Secondo Jonathan Wilson, il problema di Lingard a Manchester «non è mai stato una mancanza di impegno, piuttosto una mancanza di ambizione e fiducia». Le due cose vanno a braccetto, e ora che Lingard è in fiducia come mai in carriera la sua ambizione più grande potrebbe finalmente materializzarsi. Raggiungere la Champions League sarebbe infatti una rivincita enorme per Lingard ma anche per il West Ham, che ha la possibilità di esordire nell’Europa che conta e nel frattempo guardare dall’alto in basso tutte le squadre di Londra per la prima volta dal 1985. Inoltre, trascinando il West Ham in Champions o almeno in Europa League, Lingard potrebbe realizzare quella che in realtà è la sua più grande aspirazione, che ha sempre a che fare con l’Europa: tornare in Nazionale per disputare gli Europei.
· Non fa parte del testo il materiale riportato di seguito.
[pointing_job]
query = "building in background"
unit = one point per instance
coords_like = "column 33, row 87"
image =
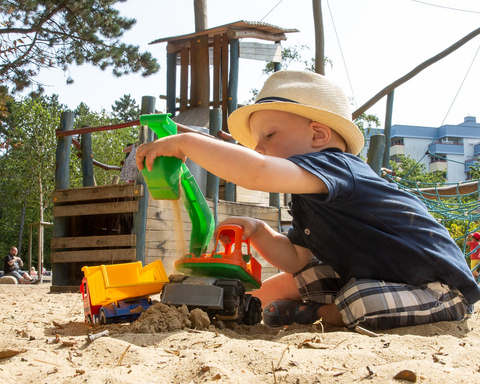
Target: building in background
column 453, row 148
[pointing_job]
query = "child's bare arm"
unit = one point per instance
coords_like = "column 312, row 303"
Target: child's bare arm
column 234, row 163
column 274, row 247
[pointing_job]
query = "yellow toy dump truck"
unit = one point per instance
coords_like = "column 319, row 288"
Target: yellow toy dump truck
column 120, row 292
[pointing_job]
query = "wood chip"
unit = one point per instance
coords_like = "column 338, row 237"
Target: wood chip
column 123, row 355
column 364, row 331
column 10, row 352
column 406, row 375
column 57, row 324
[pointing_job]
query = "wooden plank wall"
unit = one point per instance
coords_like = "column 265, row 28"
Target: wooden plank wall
column 161, row 235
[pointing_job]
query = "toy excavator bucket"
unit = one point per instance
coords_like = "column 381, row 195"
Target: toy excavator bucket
column 163, row 181
column 230, row 264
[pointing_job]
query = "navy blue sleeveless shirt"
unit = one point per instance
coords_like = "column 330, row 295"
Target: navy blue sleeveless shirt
column 367, row 228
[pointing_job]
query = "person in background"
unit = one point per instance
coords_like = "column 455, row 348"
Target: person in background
column 129, row 169
column 474, row 242
column 11, row 266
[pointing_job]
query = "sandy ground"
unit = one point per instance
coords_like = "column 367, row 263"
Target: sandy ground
column 163, row 347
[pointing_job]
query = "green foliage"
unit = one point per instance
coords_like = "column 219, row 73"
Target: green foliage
column 27, row 168
column 293, row 54
column 413, row 171
column 27, row 163
column 38, row 34
column 126, row 109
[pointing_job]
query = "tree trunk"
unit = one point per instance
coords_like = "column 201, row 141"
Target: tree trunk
column 22, row 225
column 319, row 37
column 40, row 227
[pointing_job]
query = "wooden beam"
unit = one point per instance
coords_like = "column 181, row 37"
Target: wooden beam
column 97, row 255
column 261, row 52
column 98, row 129
column 94, row 241
column 95, row 209
column 112, row 191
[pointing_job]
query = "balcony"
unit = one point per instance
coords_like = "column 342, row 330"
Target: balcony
column 447, row 148
column 440, row 165
column 469, row 165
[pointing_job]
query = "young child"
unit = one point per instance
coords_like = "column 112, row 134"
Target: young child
column 360, row 251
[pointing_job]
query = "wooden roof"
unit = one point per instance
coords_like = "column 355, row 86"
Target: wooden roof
column 269, row 28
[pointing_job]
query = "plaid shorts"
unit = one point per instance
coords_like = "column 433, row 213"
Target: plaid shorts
column 377, row 304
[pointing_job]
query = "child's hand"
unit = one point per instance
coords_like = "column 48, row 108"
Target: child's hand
column 166, row 146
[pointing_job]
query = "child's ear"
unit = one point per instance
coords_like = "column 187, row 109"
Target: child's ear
column 321, row 134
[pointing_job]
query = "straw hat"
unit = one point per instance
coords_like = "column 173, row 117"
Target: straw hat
column 306, row 94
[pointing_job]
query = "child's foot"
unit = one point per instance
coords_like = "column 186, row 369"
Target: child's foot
column 286, row 312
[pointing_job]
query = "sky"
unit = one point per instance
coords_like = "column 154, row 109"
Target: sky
column 371, row 43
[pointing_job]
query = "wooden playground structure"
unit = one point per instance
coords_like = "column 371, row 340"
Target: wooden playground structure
column 121, row 223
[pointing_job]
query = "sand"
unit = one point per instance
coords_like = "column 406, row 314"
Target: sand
column 171, row 345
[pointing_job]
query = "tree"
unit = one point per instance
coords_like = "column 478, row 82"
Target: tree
column 126, row 109
column 412, row 171
column 39, row 34
column 27, row 166
column 293, row 54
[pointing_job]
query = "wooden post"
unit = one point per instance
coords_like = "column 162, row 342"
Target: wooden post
column 203, row 72
column 232, row 103
column 140, row 217
column 60, row 270
column 217, row 60
column 375, row 153
column 233, row 78
column 388, row 130
column 30, row 250
column 224, row 82
column 212, row 180
column 319, row 37
column 200, row 10
column 274, row 198
column 87, row 160
column 185, row 62
column 171, row 83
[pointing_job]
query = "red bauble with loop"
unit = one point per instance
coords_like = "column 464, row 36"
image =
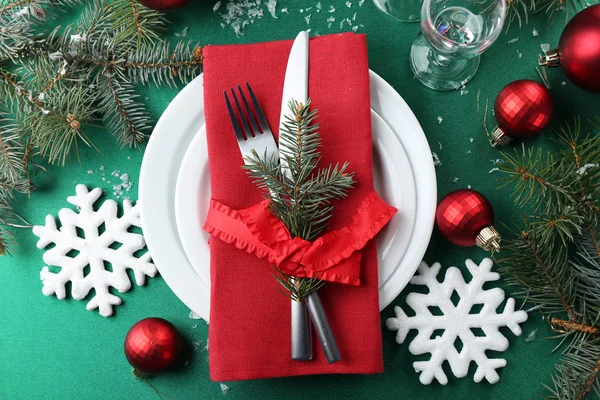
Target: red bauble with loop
column 523, row 109
column 465, row 217
column 578, row 50
column 152, row 345
column 164, row 5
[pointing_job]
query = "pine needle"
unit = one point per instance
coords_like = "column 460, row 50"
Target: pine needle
column 300, row 192
column 554, row 258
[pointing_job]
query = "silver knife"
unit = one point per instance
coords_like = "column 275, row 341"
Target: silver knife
column 296, row 87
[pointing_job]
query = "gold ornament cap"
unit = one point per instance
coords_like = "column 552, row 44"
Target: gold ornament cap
column 550, row 59
column 488, row 239
column 500, row 138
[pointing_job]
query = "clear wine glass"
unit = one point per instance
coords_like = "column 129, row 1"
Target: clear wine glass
column 453, row 35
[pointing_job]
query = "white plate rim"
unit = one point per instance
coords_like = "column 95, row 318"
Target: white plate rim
column 192, row 198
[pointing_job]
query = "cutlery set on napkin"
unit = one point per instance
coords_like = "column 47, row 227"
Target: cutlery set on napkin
column 250, row 333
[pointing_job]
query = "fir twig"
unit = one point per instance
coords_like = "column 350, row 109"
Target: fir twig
column 555, row 260
column 300, row 193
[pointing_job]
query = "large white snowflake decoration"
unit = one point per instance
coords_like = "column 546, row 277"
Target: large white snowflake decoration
column 470, row 320
column 94, row 250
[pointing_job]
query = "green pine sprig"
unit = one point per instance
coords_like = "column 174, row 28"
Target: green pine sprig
column 553, row 259
column 54, row 85
column 301, row 193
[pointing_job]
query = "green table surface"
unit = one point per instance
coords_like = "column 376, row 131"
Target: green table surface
column 51, row 349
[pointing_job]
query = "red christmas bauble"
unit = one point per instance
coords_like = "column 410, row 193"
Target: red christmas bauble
column 164, row 5
column 523, row 109
column 579, row 50
column 465, row 217
column 152, row 345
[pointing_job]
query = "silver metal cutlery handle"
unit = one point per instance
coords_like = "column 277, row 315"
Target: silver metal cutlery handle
column 319, row 320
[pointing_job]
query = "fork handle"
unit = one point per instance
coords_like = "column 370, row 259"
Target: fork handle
column 301, row 332
column 324, row 332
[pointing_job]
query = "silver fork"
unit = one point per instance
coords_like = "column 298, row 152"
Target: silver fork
column 250, row 137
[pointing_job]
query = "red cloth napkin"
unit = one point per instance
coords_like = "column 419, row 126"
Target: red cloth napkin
column 249, row 330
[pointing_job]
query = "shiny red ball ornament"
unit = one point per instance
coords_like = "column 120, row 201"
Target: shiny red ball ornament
column 465, row 217
column 163, row 5
column 152, row 346
column 578, row 50
column 523, row 109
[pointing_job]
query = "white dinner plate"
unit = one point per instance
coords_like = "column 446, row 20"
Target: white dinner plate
column 175, row 191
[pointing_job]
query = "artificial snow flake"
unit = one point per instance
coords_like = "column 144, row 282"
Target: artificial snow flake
column 583, row 170
column 93, row 250
column 531, row 336
column 461, row 322
column 271, row 6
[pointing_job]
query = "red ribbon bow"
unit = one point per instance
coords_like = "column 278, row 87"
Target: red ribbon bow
column 334, row 257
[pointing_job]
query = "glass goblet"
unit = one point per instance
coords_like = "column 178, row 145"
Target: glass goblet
column 454, row 33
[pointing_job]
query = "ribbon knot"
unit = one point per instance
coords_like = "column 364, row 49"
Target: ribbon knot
column 334, row 257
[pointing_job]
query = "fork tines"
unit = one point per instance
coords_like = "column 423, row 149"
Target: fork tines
column 246, row 132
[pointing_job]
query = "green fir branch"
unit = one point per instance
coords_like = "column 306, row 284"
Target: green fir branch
column 7, row 217
column 57, row 133
column 518, row 11
column 554, row 259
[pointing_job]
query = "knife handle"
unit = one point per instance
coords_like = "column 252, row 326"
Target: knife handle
column 301, row 332
column 321, row 323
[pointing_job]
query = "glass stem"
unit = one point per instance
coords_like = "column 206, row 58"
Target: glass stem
column 443, row 62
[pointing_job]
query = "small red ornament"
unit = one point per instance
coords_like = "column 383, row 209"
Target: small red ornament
column 578, row 50
column 523, row 109
column 465, row 217
column 164, row 5
column 152, row 346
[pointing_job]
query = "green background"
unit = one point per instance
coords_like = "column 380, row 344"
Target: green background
column 57, row 350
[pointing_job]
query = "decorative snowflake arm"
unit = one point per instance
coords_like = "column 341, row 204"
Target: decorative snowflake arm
column 458, row 332
column 93, row 250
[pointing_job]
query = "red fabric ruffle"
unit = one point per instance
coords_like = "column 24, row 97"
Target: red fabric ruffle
column 333, row 257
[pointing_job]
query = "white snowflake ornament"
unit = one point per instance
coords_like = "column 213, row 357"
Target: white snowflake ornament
column 93, row 250
column 471, row 321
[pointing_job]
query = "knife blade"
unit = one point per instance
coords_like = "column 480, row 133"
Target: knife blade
column 295, row 87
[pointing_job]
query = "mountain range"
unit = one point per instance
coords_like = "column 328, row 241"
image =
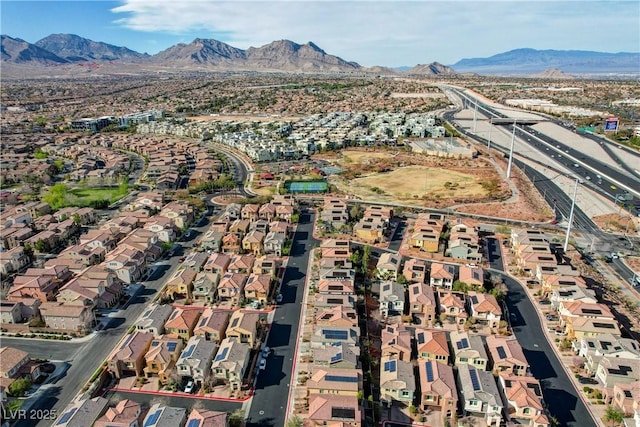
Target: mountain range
column 67, row 50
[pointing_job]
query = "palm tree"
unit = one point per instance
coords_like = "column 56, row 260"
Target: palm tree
column 614, row 415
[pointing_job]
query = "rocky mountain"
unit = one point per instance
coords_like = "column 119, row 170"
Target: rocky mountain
column 74, row 48
column 553, row 73
column 290, row 56
column 433, row 69
column 18, row 51
column 532, row 61
column 201, row 52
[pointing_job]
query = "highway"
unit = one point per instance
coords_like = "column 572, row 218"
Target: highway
column 558, row 389
column 269, row 403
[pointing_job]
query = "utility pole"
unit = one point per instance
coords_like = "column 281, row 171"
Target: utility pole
column 513, row 139
column 573, row 205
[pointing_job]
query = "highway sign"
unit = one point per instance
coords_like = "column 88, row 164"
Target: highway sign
column 611, row 124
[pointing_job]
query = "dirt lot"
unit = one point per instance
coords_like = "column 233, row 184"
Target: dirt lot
column 470, row 185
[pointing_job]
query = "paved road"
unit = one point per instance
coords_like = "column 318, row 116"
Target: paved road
column 86, row 356
column 557, row 389
column 269, row 404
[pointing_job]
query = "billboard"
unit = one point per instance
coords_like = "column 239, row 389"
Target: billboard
column 611, row 124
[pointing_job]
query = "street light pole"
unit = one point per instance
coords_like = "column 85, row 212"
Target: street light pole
column 573, row 205
column 513, row 139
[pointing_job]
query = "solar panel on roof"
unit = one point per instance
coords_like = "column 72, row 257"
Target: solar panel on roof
column 475, row 381
column 67, row 416
column 188, row 351
column 332, row 334
column 153, row 418
column 341, row 378
column 429, row 367
column 501, row 352
column 222, row 354
column 390, row 366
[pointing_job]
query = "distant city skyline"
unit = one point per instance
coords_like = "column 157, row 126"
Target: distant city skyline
column 386, row 33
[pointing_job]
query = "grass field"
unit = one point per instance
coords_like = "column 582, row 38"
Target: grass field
column 416, row 181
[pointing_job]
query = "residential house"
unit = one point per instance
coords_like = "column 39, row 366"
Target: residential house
column 392, row 296
column 326, row 380
column 160, row 415
column 153, row 319
column 423, row 306
column 442, row 275
column 415, row 270
column 231, row 286
column 432, row 345
column 213, row 324
column 258, row 288
column 397, row 382
column 523, row 399
column 506, row 355
column 207, row 418
column 452, row 307
column 126, row 413
column 438, row 388
column 205, row 287
column 485, row 309
column 128, row 359
column 330, row 410
column 76, row 319
column 396, row 342
column 245, row 327
column 180, row 284
column 161, row 358
column 230, row 362
column 468, row 349
column 83, row 412
column 195, row 361
column 388, row 266
column 479, row 395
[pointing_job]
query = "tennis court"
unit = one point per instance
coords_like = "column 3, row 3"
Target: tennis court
column 306, row 186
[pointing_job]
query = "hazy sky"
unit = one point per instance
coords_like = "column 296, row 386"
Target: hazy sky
column 389, row 33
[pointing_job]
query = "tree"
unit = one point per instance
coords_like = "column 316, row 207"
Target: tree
column 613, row 415
column 19, row 387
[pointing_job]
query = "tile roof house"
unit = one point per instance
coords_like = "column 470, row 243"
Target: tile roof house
column 415, row 270
column 479, row 395
column 442, row 275
column 423, row 305
column 432, row 345
column 161, row 357
column 128, row 359
column 506, row 355
column 230, row 362
column 327, row 380
column 329, row 410
column 523, row 398
column 468, row 349
column 245, row 327
column 212, row 324
column 484, row 308
column 396, row 342
column 154, row 318
column 195, row 361
column 126, row 413
column 397, row 382
column 438, row 389
column 182, row 322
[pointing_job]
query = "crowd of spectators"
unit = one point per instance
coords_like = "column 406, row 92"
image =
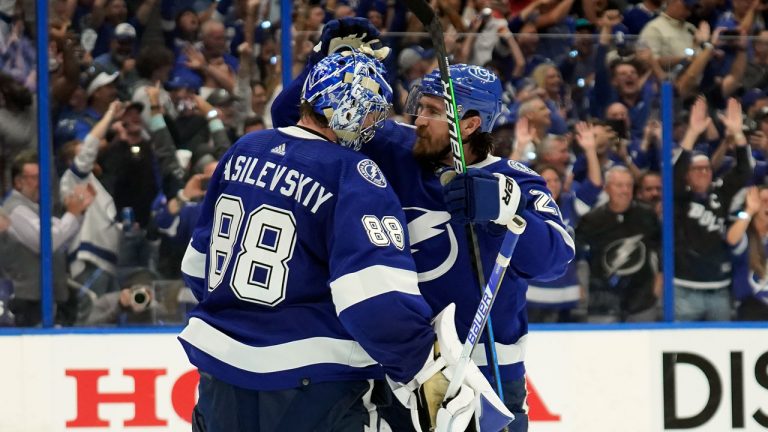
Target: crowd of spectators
column 146, row 95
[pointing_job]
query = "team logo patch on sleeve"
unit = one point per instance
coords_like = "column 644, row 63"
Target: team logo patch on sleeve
column 371, row 172
column 521, row 167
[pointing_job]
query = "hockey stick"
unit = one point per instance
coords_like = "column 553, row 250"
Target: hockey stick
column 431, row 23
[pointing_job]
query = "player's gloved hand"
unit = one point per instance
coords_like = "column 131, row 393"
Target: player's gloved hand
column 475, row 402
column 481, row 196
column 349, row 33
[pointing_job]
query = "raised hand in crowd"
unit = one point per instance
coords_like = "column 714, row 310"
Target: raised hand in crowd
column 5, row 223
column 524, row 134
column 698, row 122
column 758, row 141
column 585, row 137
column 733, row 121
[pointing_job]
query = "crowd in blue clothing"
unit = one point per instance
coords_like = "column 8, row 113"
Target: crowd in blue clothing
column 582, row 84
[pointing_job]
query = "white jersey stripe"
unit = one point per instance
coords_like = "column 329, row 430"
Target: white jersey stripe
column 193, row 263
column 507, row 354
column 553, row 295
column 275, row 358
column 353, row 288
column 564, row 233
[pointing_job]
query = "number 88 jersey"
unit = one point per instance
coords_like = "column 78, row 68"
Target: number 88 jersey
column 297, row 260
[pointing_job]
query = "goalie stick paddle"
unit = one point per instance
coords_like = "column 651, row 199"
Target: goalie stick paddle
column 426, row 15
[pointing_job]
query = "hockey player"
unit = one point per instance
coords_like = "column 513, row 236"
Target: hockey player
column 307, row 289
column 413, row 158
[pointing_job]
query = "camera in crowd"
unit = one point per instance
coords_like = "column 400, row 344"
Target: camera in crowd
column 141, row 297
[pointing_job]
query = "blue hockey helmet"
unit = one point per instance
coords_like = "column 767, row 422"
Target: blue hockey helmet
column 475, row 88
column 350, row 91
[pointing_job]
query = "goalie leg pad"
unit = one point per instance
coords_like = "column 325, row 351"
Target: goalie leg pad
column 425, row 393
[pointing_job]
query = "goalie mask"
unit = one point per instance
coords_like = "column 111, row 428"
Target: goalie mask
column 350, row 91
column 475, row 89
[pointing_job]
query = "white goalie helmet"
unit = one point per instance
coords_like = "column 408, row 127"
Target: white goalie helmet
column 350, row 91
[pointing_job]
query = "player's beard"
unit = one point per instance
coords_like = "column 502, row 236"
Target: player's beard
column 427, row 150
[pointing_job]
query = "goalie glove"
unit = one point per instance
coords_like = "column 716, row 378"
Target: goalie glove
column 475, row 402
column 480, row 196
column 350, row 33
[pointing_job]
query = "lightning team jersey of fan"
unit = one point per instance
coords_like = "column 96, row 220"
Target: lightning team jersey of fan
column 301, row 266
column 443, row 256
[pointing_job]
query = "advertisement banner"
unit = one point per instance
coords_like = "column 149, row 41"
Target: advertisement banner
column 610, row 380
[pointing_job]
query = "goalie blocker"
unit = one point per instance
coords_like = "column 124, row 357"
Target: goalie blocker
column 476, row 403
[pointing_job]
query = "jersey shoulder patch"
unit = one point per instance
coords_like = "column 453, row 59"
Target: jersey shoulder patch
column 371, row 173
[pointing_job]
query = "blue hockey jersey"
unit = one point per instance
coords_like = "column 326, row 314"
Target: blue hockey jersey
column 443, row 255
column 301, row 266
column 440, row 248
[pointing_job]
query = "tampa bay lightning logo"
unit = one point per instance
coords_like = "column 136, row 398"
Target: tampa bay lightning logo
column 625, row 256
column 433, row 242
column 482, row 74
column 371, row 172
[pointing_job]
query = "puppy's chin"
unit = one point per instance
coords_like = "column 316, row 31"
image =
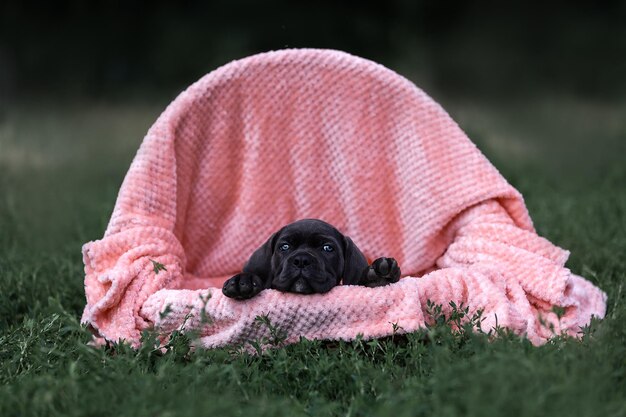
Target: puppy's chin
column 301, row 284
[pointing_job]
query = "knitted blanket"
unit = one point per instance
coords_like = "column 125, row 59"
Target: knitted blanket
column 293, row 134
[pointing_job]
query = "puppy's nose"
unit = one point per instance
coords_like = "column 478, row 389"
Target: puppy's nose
column 301, row 261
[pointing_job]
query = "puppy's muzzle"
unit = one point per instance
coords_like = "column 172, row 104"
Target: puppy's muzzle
column 301, row 266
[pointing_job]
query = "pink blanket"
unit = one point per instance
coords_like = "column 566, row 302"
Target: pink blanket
column 295, row 134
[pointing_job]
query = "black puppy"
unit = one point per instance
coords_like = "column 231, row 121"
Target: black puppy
column 308, row 256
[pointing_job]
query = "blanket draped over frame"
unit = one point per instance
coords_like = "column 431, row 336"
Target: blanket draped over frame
column 293, row 134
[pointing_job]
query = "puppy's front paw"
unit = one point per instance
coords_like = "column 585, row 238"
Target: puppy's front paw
column 383, row 271
column 242, row 286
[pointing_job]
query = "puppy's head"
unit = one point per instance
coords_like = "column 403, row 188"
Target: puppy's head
column 308, row 256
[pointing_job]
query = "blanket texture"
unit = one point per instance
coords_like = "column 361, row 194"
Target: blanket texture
column 293, row 134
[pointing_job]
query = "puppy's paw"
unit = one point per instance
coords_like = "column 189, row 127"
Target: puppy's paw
column 242, row 286
column 383, row 271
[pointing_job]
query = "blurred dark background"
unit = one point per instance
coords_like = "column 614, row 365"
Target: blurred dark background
column 479, row 49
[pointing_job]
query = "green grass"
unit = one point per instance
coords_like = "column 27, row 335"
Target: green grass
column 61, row 166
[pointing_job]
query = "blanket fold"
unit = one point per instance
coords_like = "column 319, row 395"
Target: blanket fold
column 292, row 134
Nella sua villa fuori Manchester, infatti, c’è una teca che contiene un cappello per ciascuna apparizione con la Nazionale inglese. Ogni mattina Lingard ci passa davanti e la guarda, «per mettersi di buon umore». La sua rinascita al West Ham gli è già valsa altri tre cappelli, uno per ogni apparizione nelle qualificazioni ai mondiali 2022 – Southgate l’ha richiamato dopo quasi due anni e l’ha schierato nelle gare contro San Marino, Albania e Polonia. Se Lingard dovesse continuare a giocare così fino a fine anno, ad aspettarlo ci saranno la convocazione per gli Europei e almeno altri tre cappelli potenziali, quelli delle sfide del girone iniziale contro Croazia, Scozia e Repubblica Ceca. Si tratterebbe di un turnaround clamoroso, che nessuno si sarebbe aspettato solo tre mesi fa. Lingard l’ha definita «a hell of a comeback story», una diavolo di storia di rivincita. Difficile trovare parole migliori.